Best practices for serverless compute
This article presents you with best practice recommendations for using serverless compute in your notebooks and jobs.
By following these recommendations, you will enhance the productivity, cost efficiency, and reliability of your workloads on Azure Databricks.
Migrating workloads to serverless compute
To protect the isolation of user code, serverless compute utilizes Azure Databricks secure shared access mode. Because of this, some workloads will require code changes to continue working on serverless compute. For a list of unsupported features, see Serverless compute limitations.
Certain workloads are easier to migrate than others. Workloads that meet the following requirements will be the easiest to migrate:
- The data being accessed must be stored in Unity Catalog.
- The workload should be compatible with shared access mode compute.
- The workload should be compatible with Databricks Runtime 14.3 or above.
To test if a workload will work on serverless compute, run it on a non-serverless compute resource with Shared access mode and a Databricks Runtime of 14.3 or above. If the run is successful, the workload is ready for migration.

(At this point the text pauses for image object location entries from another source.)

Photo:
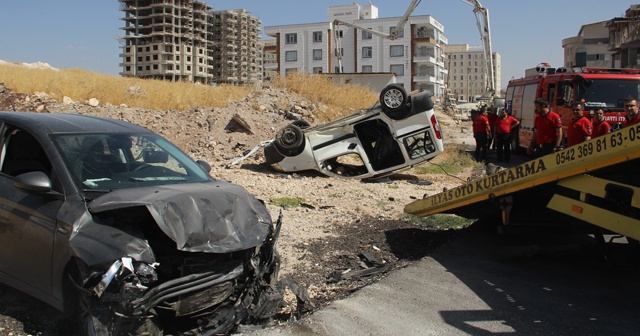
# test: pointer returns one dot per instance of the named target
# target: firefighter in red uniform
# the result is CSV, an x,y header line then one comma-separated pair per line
x,y
631,109
600,127
502,134
547,130
580,128
481,132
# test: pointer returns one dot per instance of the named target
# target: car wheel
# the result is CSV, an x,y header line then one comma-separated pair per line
x,y
393,100
303,124
290,140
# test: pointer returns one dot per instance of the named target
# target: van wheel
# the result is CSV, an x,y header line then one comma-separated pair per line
x,y
393,100
303,124
289,140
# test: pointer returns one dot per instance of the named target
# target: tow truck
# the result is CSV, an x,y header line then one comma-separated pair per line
x,y
595,182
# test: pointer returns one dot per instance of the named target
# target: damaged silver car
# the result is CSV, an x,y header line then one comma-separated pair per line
x,y
107,220
397,133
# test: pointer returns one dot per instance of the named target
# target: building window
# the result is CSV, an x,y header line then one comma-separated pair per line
x,y
291,56
397,69
291,38
317,36
367,52
317,54
400,33
397,51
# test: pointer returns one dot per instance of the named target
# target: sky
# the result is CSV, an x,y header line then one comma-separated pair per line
x,y
84,33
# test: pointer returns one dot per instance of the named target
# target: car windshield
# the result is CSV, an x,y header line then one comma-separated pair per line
x,y
104,162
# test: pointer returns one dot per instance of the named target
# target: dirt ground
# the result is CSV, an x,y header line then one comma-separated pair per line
x,y
347,233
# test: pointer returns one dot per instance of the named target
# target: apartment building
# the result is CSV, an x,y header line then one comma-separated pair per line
x,y
416,57
590,48
467,79
624,39
269,60
185,40
237,53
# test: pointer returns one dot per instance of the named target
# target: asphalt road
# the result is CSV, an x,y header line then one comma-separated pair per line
x,y
487,284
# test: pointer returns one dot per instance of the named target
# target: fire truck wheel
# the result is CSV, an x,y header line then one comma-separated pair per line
x,y
394,100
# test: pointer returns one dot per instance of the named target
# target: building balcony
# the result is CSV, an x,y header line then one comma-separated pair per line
x,y
424,58
427,78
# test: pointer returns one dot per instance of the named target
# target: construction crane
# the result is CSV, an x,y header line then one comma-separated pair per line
x,y
482,21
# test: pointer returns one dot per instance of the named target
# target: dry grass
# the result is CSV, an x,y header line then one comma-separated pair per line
x,y
341,100
81,85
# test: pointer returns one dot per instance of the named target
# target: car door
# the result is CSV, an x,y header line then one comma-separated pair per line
x,y
27,219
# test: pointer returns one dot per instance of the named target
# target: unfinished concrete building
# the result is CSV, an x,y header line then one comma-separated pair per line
x,y
236,52
167,39
185,40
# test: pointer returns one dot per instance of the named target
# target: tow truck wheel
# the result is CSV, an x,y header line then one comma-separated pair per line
x,y
290,140
393,100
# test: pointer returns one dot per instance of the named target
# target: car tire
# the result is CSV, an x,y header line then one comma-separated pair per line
x,y
303,124
289,140
272,155
394,101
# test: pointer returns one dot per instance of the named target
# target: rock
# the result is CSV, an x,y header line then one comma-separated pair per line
x,y
93,102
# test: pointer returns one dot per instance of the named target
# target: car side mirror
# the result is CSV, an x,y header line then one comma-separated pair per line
x,y
205,165
37,182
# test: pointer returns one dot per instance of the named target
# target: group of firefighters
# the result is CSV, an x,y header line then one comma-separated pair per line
x,y
495,129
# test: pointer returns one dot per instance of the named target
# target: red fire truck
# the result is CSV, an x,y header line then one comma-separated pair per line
x,y
595,87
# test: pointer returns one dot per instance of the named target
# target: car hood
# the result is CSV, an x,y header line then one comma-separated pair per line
x,y
216,216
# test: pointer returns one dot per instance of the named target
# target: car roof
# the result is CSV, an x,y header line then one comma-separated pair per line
x,y
69,123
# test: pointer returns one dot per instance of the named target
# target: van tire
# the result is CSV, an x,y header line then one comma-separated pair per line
x,y
303,124
394,100
289,140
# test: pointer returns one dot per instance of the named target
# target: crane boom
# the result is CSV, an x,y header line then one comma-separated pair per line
x,y
482,22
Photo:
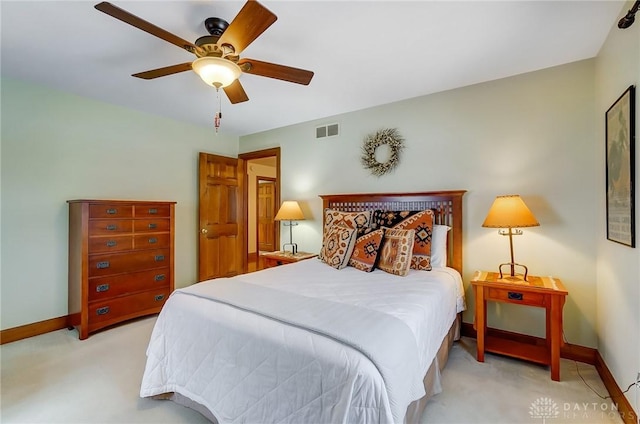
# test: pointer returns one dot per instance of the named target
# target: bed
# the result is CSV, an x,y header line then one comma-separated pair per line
x,y
309,343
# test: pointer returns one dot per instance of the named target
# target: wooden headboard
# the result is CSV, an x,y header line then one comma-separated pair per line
x,y
447,207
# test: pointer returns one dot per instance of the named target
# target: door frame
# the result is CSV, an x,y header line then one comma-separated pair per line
x,y
257,201
258,154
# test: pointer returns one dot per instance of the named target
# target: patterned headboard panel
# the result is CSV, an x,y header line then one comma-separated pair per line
x,y
447,207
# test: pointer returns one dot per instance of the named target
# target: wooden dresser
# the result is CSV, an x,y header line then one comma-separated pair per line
x,y
121,256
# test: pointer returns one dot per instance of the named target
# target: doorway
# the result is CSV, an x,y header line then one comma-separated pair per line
x,y
262,197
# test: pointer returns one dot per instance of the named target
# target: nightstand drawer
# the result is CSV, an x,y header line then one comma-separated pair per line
x,y
513,295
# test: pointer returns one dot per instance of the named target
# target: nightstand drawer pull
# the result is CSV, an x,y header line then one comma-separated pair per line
x,y
514,296
102,311
102,288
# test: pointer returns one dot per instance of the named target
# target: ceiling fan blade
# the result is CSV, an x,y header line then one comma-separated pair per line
x,y
148,27
235,92
163,72
252,20
272,70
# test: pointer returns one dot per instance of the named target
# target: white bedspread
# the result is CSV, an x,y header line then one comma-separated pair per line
x,y
244,367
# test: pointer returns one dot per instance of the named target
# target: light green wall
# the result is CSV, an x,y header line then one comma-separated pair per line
x,y
532,134
618,267
57,146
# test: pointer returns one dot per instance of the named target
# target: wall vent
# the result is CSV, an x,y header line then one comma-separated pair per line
x,y
326,131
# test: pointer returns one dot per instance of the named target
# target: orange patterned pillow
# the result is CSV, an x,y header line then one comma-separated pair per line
x,y
421,222
395,253
337,246
366,250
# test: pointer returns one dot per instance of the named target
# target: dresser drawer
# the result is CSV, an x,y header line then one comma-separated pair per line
x,y
151,211
110,244
117,263
146,225
126,306
108,287
101,227
512,295
110,211
152,241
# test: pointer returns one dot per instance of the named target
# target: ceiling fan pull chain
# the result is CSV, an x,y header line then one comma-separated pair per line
x,y
218,115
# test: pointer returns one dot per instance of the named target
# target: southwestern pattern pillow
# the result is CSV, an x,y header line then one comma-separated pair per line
x,y
395,254
337,246
421,222
366,250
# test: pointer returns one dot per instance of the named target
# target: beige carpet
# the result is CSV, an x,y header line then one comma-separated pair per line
x,y
56,378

Because of the significance of this change and the current list of limitations, many workloads will not migrate seamlessly. Instead of recoding everything, Azure Databricks recommends prioritizing serverless compute compatibility as you create new workloads.
Ingesting data from external systems
Because serverless compute does not support JAR file installation, you cannot use a JDBC or ODBC driver to ingest data from an external data source.
Alternative strategies you can use for ingestion include:
SQL-based building blocks like COPY INTO and streaming tables.
Auto Loader to incrementally and efficiently processes new data files as they arrive in cloud storage. See What is Auto Loader?.
Data ingestion partner solutions. See Connect to ingestion partners using Partner Connect.
The add data UI to directly upload files. See Upload files to Azure Databricks.
Ingestion alternatives
When using serverless compute, you can also use the following features to query your data without moving it.
- If you want to limit data duplication or guarantee that you are querying the freshest possible data, Databricks recommends using Delta Sharing. See What is Delta Sharing?.
- If you want to do ad hoc reporting and proof-of-concept work, Databricks recommends trying the right choice, which might be Lakehouse Federation. Lakehouse Federation enables syncing entire databases to Azure Databricks from external systems and is governed by Unity Catalog. See What is Lakehouse Federation?.
Try one or both of these features and see whether they satisfy your query performance requirements.
Monitor the cost of serverless compute
There are multiple features you can use to help you monitor the cost of serverless compute:
Use system tables to create dashboards, set up alerts, and perform ad hoc queries. See Monitor the cost of serverless compute.
Set up budget alerts in your account. See Use budgets to monitor account spending.
Import a pre-configured usage dashboard. See Import a usage dashboard.